Note at this point: k-Means is only applied to the variable r2, not to the complete data set.

cluster = ['k-means_c_' + str(c) for c in cluster]

fig, ax = plt.subplots()
sns.scatterplot(x='r2', y='r2', data=data_df.assign(cluster = cluster), hue='cluster', ax=ax)
ax.set(title='K-Means Clustering')

Finally, we visualize the original data with the corresponding clusters.

# This time I commented out the first of the following commands, otherwise the legend of the graphic will be labeled twice.
#cluster = ['k-means_c_' + str(c) for c in cluster]

fig, ax = plt.subplots()
sns.scatterplot(x='x', y='y', data=data_df.assign(cluster = cluster), hue='cluster', ax=ax)
ax.set(title='K-Means Clustering')

As we can see, the k-Means algorithm now also separates the data as desired. For the matter of the commented-out line, however, the following work-around can be used. We save the predicted labels as a variable to the original record.

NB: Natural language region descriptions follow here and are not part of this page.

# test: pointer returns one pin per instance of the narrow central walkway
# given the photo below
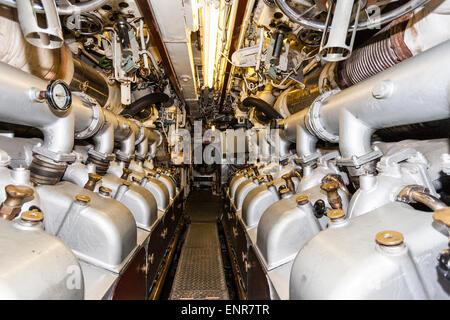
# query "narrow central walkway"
(200, 273)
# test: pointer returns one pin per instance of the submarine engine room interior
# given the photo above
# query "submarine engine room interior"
(224, 149)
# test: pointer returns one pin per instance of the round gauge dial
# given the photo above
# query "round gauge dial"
(58, 95)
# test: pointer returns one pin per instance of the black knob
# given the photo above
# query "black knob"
(444, 263)
(319, 209)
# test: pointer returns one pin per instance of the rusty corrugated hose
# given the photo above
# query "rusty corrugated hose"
(385, 49)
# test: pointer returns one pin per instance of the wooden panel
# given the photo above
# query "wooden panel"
(132, 283)
(257, 283)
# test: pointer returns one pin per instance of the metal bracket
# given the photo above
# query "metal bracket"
(312, 119)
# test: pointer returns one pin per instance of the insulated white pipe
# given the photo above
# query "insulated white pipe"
(413, 91)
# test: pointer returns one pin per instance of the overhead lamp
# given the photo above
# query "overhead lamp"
(210, 17)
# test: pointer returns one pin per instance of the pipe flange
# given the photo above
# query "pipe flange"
(312, 119)
(357, 162)
(101, 156)
(55, 156)
(309, 158)
(141, 131)
(122, 156)
(98, 120)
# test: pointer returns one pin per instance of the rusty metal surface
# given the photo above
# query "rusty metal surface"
(200, 272)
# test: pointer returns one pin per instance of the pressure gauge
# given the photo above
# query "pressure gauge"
(58, 95)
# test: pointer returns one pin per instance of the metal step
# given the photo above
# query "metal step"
(200, 274)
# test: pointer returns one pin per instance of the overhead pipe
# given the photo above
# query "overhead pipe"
(67, 10)
(105, 128)
(22, 103)
(388, 99)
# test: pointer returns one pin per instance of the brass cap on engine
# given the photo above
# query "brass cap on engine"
(389, 238)
(302, 200)
(82, 199)
(32, 216)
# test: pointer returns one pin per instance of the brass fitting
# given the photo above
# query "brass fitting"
(16, 196)
(92, 182)
(125, 173)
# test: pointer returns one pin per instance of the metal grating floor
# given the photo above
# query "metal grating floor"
(200, 272)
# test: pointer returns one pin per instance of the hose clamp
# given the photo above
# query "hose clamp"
(141, 131)
(312, 119)
(98, 119)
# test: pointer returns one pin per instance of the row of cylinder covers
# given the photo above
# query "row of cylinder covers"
(387, 236)
(79, 219)
(315, 240)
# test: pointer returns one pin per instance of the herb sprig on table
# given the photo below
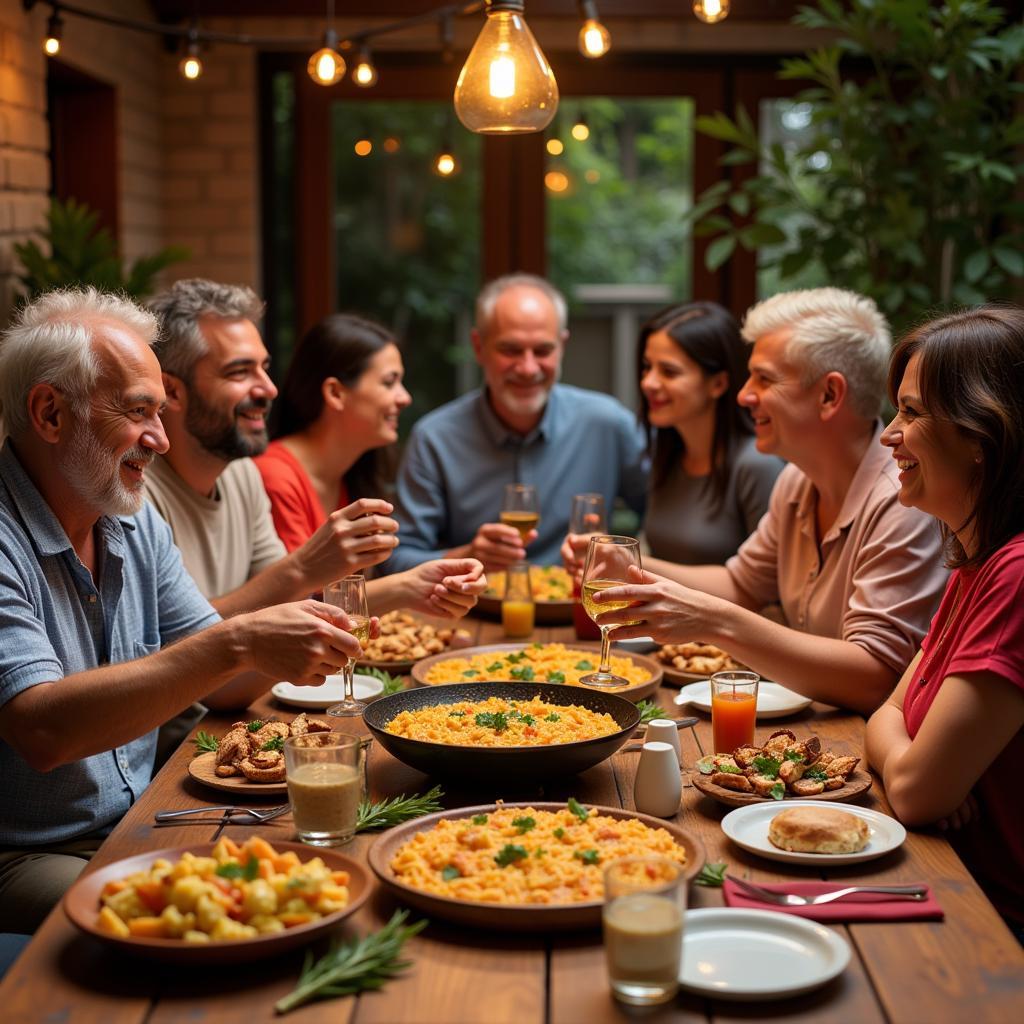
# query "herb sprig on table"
(386, 813)
(359, 966)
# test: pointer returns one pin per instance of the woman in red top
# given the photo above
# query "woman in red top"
(948, 742)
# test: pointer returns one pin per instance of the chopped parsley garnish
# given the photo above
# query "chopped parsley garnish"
(509, 854)
(767, 766)
(578, 809)
(236, 870)
(497, 720)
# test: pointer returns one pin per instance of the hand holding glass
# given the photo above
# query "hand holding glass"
(608, 559)
(349, 594)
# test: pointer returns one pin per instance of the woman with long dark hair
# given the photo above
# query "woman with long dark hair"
(709, 484)
(948, 743)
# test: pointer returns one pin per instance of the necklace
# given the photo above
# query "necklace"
(946, 626)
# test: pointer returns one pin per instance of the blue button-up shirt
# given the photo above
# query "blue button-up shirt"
(460, 457)
(55, 621)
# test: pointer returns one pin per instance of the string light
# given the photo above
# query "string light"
(711, 10)
(506, 86)
(364, 73)
(594, 38)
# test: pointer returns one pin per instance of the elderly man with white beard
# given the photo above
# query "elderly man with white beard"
(103, 636)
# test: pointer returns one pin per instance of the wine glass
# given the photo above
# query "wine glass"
(349, 594)
(608, 559)
(520, 508)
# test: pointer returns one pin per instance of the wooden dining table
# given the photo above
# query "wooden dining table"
(968, 968)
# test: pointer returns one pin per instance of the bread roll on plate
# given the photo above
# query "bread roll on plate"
(818, 829)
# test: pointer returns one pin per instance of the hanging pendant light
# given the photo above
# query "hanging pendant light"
(506, 87)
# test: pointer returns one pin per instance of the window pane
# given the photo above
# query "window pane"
(407, 241)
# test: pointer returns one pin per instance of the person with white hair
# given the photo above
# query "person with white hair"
(857, 574)
(101, 629)
(521, 427)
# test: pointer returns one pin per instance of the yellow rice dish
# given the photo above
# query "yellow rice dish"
(497, 722)
(525, 856)
(540, 663)
(235, 893)
(547, 583)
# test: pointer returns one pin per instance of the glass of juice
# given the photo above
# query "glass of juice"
(325, 785)
(349, 594)
(521, 508)
(733, 709)
(517, 605)
(644, 905)
(608, 559)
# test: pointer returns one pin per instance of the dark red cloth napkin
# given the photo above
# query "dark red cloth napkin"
(857, 906)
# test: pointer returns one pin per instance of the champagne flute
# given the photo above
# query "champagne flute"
(349, 594)
(608, 559)
(520, 508)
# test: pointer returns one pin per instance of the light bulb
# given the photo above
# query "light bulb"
(327, 65)
(506, 85)
(365, 74)
(594, 39)
(711, 10)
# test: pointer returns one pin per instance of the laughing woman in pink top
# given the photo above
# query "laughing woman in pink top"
(948, 742)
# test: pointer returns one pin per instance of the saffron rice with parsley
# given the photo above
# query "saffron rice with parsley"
(497, 722)
(540, 663)
(521, 855)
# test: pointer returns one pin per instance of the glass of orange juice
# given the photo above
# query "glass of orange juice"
(517, 605)
(733, 709)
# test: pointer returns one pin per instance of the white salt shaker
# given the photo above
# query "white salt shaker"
(658, 785)
(664, 730)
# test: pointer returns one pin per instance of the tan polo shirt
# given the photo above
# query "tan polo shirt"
(224, 539)
(878, 577)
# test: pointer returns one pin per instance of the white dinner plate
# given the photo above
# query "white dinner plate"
(773, 700)
(748, 826)
(331, 692)
(758, 954)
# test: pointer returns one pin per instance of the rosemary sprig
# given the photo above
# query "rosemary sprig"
(386, 813)
(205, 742)
(712, 875)
(363, 965)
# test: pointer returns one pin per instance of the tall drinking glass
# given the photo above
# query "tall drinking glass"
(349, 594)
(521, 508)
(608, 559)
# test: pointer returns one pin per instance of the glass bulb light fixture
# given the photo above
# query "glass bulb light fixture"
(711, 10)
(594, 38)
(364, 72)
(506, 87)
(54, 33)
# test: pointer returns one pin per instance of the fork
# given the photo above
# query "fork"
(913, 893)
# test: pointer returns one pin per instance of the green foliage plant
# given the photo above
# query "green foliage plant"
(81, 253)
(904, 187)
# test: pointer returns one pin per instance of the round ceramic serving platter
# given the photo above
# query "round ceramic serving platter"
(333, 690)
(203, 769)
(858, 782)
(773, 700)
(509, 765)
(748, 827)
(82, 905)
(511, 916)
(592, 653)
(758, 954)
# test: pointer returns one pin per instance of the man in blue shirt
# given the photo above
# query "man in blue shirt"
(521, 427)
(103, 635)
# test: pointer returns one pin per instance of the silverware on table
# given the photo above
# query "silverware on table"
(912, 893)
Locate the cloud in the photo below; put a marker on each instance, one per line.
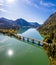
(1, 2)
(2, 41)
(3, 10)
(30, 2)
(46, 4)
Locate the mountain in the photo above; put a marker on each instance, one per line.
(35, 24)
(6, 23)
(19, 23)
(22, 23)
(48, 29)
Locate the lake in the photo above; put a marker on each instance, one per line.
(16, 52)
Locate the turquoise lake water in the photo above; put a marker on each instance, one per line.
(15, 52)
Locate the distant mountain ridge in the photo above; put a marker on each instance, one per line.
(6, 23)
(48, 29)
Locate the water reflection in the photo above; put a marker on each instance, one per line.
(10, 52)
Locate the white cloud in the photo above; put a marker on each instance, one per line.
(1, 2)
(30, 2)
(3, 10)
(2, 41)
(46, 4)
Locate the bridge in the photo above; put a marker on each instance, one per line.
(22, 38)
(35, 42)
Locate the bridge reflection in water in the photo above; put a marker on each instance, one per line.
(22, 38)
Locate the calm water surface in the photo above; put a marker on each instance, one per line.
(15, 52)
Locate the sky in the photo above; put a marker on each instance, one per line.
(30, 10)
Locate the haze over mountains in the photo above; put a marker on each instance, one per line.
(49, 28)
(19, 23)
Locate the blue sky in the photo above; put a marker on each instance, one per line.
(30, 10)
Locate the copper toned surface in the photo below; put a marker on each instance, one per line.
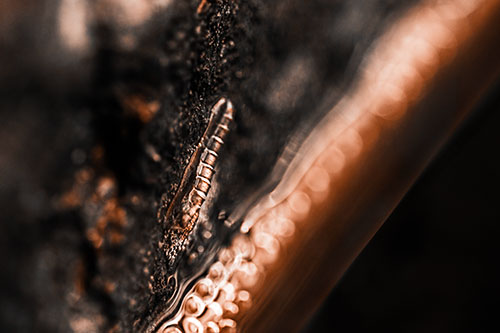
(416, 86)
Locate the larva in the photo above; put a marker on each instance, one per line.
(196, 181)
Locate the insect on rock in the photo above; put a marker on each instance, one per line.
(184, 209)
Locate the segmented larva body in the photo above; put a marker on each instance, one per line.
(184, 209)
(208, 159)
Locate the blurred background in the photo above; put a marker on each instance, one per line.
(100, 104)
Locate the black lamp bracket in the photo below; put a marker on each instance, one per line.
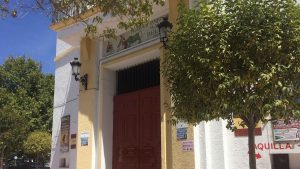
(83, 80)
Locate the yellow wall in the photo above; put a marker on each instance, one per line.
(172, 155)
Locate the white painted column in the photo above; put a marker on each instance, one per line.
(214, 145)
(200, 146)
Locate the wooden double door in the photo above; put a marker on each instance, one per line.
(137, 136)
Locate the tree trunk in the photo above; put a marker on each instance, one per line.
(251, 144)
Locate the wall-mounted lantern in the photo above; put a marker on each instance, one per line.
(76, 73)
(164, 27)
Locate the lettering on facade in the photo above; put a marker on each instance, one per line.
(132, 38)
(273, 146)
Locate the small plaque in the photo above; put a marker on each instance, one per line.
(84, 137)
(181, 134)
(187, 146)
(73, 141)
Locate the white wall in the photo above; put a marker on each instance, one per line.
(65, 103)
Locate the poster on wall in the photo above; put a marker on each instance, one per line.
(73, 141)
(84, 138)
(286, 131)
(181, 134)
(187, 146)
(64, 134)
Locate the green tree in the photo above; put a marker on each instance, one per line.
(38, 146)
(235, 58)
(32, 91)
(26, 103)
(12, 127)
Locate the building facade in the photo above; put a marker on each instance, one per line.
(121, 120)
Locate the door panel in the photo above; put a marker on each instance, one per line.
(137, 130)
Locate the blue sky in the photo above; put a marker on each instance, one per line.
(31, 36)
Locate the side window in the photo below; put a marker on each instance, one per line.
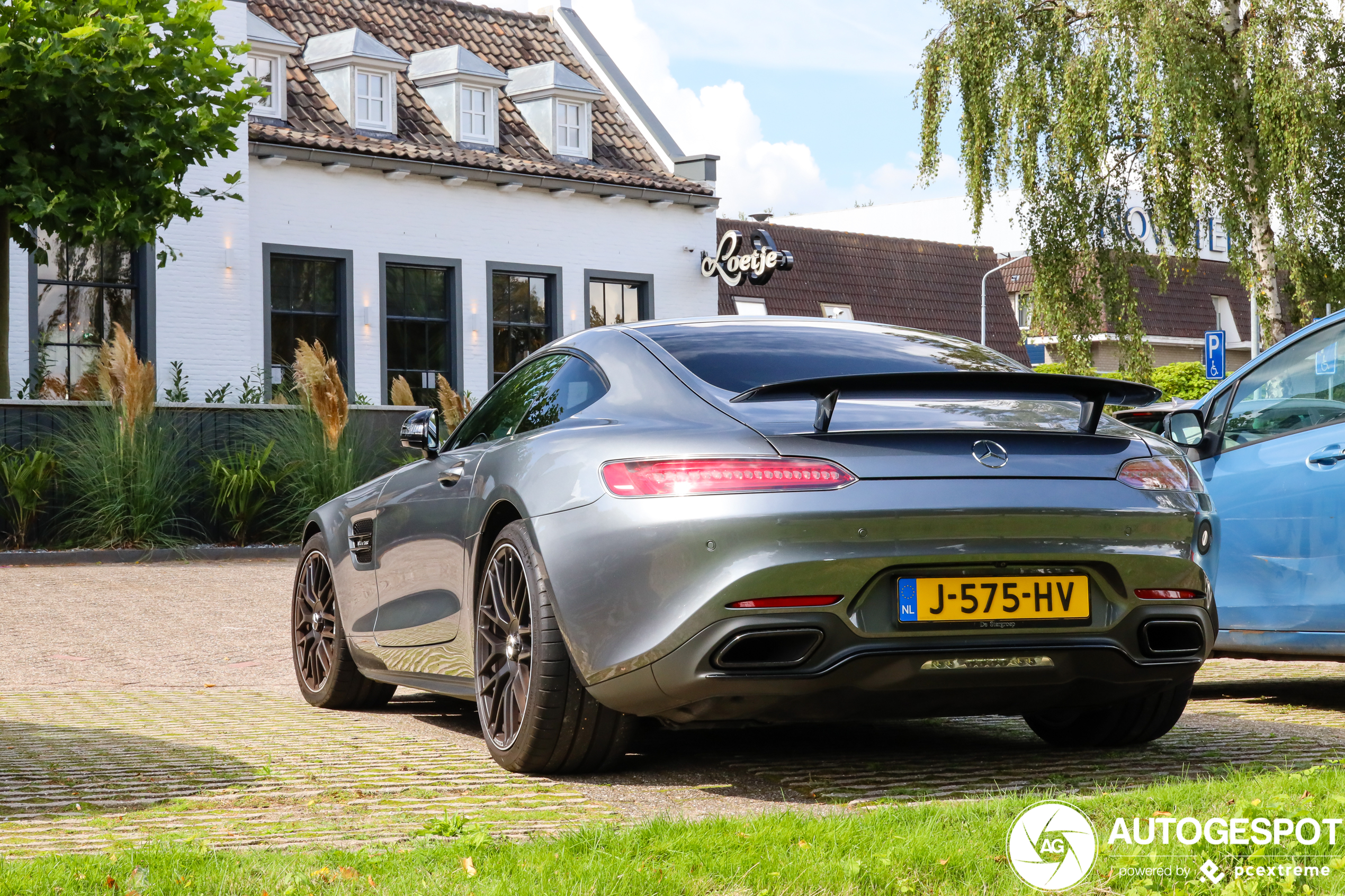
(573, 388)
(499, 413)
(1299, 388)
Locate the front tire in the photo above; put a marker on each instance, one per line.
(536, 712)
(1119, 725)
(326, 671)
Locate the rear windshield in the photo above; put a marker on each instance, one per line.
(738, 356)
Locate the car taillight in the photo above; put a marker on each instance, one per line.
(718, 476)
(1167, 473)
(802, 601)
(1168, 594)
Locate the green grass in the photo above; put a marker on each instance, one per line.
(939, 848)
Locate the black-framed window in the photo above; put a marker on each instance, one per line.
(307, 301)
(419, 321)
(78, 296)
(614, 303)
(521, 318)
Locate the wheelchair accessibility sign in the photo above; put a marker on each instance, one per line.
(1215, 368)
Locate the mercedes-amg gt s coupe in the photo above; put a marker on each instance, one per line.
(767, 520)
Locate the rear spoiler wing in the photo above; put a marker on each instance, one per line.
(1092, 393)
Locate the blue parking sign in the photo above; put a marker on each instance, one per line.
(1215, 355)
(1326, 360)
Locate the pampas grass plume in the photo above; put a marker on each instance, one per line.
(401, 393)
(319, 383)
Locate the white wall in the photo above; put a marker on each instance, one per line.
(360, 210)
(212, 319)
(205, 315)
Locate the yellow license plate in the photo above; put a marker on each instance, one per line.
(1021, 597)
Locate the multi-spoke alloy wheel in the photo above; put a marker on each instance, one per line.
(504, 647)
(315, 622)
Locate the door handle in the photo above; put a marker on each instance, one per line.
(1326, 456)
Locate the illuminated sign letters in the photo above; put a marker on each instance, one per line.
(733, 265)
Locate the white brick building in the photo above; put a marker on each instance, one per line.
(440, 187)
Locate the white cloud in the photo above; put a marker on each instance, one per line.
(756, 174)
(818, 35)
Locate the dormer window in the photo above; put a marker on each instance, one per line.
(474, 116)
(557, 105)
(264, 69)
(463, 90)
(268, 49)
(568, 117)
(360, 74)
(372, 100)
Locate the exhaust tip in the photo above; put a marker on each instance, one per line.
(773, 649)
(1172, 637)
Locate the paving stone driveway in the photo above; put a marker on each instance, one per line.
(156, 702)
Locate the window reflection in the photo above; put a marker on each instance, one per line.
(83, 292)
(521, 319)
(614, 303)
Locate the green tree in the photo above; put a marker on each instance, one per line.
(1230, 108)
(104, 106)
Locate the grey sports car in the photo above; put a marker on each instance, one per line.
(767, 520)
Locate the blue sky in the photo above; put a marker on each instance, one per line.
(808, 103)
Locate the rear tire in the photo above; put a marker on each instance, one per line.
(326, 671)
(536, 712)
(1119, 725)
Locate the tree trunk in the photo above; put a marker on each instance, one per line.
(1266, 291)
(4, 301)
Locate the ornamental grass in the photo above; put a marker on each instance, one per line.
(401, 393)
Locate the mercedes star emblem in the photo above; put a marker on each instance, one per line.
(990, 453)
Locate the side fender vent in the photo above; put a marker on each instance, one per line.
(774, 649)
(362, 540)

data_df = data_df.assign(cluster = ['k-means_c_' + str(c) for c in cluster])

data_df.head()

Now we can plot without any problems.

fig, ax = plt.subplots()
sns.scatterplot(x='r2', y='r2', hue='cluster', data=data_df, ax=ax)
ax.set(title='Radius Feature (K-Means)')

fig, ax = plt.subplots()
sns.scatterplot(x='x', y='y', hue='cluster', data=data_df, ax=ax)
ax.set(title='Radius Feature (K-Means)')

8 Conclusion

In this post I have shown the advantages of spectral clustering over conventional cluster algorithms and how this algorithm can be used. I have also shown how feature engineering in combination with the k-Means algorithms can be used to achieve equally good results.